Adjacent to a sacred pool and garden, the temple is where Maya Devi gave birth to Gautam Buddha. In a small, landscaped garden inside the complex stands the sacred Sal tree - what Maya Devi is believed to have held onto while she gave birth to her son, Prince Siddhartha, who later became Lord Buddha. The archaeological remains of the monastic site date back to the time of Ashoka, around the 3rd century BCE.
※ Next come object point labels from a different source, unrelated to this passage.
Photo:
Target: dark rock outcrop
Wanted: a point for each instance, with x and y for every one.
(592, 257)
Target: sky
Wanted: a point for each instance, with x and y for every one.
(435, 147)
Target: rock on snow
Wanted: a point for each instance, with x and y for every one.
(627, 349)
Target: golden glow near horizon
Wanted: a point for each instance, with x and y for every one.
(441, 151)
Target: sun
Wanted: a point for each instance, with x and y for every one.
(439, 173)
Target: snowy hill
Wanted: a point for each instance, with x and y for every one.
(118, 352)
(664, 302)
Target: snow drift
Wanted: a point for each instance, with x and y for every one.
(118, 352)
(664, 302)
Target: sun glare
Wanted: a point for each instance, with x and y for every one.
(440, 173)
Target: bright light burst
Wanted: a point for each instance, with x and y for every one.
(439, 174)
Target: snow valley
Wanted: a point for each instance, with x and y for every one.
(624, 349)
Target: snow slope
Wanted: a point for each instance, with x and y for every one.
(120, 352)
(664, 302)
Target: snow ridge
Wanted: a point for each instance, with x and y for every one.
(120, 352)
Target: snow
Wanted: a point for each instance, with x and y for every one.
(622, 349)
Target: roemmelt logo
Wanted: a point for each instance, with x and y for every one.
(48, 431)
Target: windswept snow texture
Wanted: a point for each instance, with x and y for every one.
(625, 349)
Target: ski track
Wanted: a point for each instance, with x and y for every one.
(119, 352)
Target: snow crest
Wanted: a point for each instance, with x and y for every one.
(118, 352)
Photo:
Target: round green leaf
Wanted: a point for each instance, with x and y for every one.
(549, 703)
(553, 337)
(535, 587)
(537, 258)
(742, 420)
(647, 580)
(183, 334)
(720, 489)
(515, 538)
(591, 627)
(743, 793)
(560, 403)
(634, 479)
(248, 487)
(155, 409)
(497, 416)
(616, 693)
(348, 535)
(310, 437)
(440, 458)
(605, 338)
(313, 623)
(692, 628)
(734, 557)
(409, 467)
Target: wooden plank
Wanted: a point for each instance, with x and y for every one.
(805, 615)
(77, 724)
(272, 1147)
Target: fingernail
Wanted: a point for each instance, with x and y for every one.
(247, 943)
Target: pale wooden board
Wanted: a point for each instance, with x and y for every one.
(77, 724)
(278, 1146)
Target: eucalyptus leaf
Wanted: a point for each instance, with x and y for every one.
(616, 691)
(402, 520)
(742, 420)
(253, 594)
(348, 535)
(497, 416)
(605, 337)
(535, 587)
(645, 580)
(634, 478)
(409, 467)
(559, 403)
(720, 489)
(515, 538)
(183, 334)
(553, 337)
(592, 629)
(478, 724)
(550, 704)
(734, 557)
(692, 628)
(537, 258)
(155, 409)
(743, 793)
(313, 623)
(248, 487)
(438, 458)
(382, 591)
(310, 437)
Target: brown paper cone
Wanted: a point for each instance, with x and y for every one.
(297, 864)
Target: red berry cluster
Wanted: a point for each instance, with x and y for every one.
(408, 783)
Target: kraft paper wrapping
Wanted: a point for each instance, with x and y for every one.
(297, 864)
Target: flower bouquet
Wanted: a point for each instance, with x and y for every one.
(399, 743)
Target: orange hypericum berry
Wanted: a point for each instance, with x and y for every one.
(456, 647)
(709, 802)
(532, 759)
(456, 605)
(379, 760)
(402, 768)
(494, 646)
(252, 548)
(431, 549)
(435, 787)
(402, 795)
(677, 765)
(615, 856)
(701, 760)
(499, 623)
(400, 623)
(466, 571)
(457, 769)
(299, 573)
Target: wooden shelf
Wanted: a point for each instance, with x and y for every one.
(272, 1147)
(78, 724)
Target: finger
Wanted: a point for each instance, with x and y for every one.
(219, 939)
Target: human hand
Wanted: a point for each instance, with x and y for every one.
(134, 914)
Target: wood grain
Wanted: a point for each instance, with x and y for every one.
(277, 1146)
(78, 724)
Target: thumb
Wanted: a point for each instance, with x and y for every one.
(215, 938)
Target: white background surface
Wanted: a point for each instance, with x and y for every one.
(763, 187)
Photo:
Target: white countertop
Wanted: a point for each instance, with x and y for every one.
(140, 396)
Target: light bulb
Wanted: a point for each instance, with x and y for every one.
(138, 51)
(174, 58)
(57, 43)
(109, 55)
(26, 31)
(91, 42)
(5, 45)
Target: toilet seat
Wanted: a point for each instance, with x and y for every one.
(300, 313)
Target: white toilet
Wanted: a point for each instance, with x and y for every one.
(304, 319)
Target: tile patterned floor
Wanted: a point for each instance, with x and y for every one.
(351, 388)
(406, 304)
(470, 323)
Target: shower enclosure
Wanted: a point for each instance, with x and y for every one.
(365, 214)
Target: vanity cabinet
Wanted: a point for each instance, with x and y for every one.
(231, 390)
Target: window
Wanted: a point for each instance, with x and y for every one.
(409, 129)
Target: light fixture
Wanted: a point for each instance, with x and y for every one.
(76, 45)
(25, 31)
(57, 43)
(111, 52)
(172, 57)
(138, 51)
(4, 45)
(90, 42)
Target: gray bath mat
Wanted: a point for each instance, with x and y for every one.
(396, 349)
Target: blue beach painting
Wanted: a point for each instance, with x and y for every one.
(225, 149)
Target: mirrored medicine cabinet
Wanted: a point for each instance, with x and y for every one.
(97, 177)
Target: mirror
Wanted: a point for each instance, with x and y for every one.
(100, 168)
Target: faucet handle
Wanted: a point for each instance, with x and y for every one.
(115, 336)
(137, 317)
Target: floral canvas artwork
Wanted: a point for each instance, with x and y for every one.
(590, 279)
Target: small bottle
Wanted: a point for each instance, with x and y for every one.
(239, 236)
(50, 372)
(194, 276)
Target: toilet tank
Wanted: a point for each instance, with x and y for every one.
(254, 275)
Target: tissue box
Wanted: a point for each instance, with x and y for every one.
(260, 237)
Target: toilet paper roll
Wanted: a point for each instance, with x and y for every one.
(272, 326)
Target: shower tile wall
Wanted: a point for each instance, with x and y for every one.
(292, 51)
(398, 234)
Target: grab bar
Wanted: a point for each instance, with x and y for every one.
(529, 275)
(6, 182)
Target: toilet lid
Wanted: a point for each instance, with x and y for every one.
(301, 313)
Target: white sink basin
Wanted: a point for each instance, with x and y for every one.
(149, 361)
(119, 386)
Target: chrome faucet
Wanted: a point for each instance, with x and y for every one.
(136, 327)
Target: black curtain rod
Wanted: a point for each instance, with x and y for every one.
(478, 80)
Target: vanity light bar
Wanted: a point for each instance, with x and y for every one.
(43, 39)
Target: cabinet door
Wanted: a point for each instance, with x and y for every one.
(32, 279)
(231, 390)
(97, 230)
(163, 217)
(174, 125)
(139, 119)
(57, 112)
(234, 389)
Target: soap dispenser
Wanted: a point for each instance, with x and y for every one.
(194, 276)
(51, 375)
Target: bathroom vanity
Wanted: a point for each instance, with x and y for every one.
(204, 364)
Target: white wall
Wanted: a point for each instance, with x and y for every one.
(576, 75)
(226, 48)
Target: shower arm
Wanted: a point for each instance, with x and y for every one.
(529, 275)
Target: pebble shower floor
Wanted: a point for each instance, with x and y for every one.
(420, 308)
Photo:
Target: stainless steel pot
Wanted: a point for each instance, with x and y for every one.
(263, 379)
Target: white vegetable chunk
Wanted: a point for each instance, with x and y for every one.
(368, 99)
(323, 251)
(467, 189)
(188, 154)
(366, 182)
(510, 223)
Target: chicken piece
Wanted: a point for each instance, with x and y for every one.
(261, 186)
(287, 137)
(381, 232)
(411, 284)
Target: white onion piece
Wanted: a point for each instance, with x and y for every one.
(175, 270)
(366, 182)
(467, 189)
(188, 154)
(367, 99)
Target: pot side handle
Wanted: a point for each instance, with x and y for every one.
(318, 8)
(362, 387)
Designed by Japanese architect Kenzo Tange in 1978, the master plan is still under process. It consists of landscaped lakes and several monasteries being constructed by various architects from across the world. A whitewashed temple with drawings depicting Lord Buddha’s birth has been built to protect the original temple that dates back as far as the 2nd century BC.
Siddha Gufa (Caves)
Siddha Gufa is the largest cave in Nepal and the second largest in Asia measuring 437 m depth and 50 m height. Peculiar looking stalactites and stalagmites adorn the cave while the silence is often interrupted with the noises of bats. This is also the site where Siddha Baba is believed to have achieved enlightenment.
Since the caves are at a height, plan for a trek of at least 1.5 hours. The climb involves slippery stone steps that can be managed with help from the locals.